Eustachy Trepka (born around 1510, died October 17, 1558) was a Polish Lutheran theologian, pastor, and translator.

Trepka's family had its origins near Sieradz and Wielkopolska. According to some sources his family was nicknamed Nękanda with a coat of arms Topór.

Eustachy attended the Lubrański Academy in Poznań where he was mostly likely a student of the Lutheran theologian Christoph Hegendorff. He was also probably a tutor to the Górka family, who were his protectors. In the 1540s, together with his sponsor Andrzej Górka, Trepka traveled to Wittemberg and met Martin Luther and his collaborator Philipp Melanchthon.

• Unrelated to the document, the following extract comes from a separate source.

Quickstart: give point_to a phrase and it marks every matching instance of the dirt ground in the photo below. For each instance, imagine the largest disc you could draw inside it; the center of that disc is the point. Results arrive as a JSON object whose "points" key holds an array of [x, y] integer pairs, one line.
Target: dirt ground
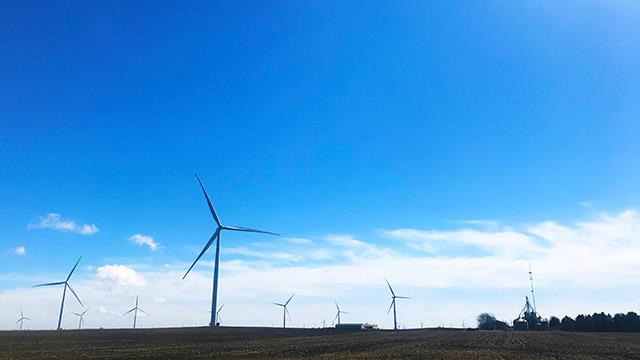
{"points": [[264, 343]]}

Subsequently, in 1546, he was invited by Duke Albert of Prussia to come to Królewiec (Königsberg, today Kaliningrad), the capital of Duchy of Prussia which at the time was a fief of Kingdom of Poland. There, Trepka was tasked by the Duke with carrying out translations of religious work from Latin into Polish, and he was employed in the print shop of Hans Daubmann. He also published with Daubmann's competitor, Aleksander Augezdecky.

Works translated by Trepka include Mleko duchowne dla karmienia i wychowywania chrześcijańskich dziatek, 1556 ("Spiritual milk for nourishment and upbringing of Christian children"), by the Spanish theologian Juan de Valdés, and the Large Catechism of Johannes Brenz.

Trepka served as the Duke's adviser in regard to Polish affairs and in house translator. His son, Jerzy Trepka, was also employed by the Duke.

Eustachy Trepka was an ideological opponent of the Polish Protestant evangelical reformer Jan Łaski and the Congregationists of Greater Poland.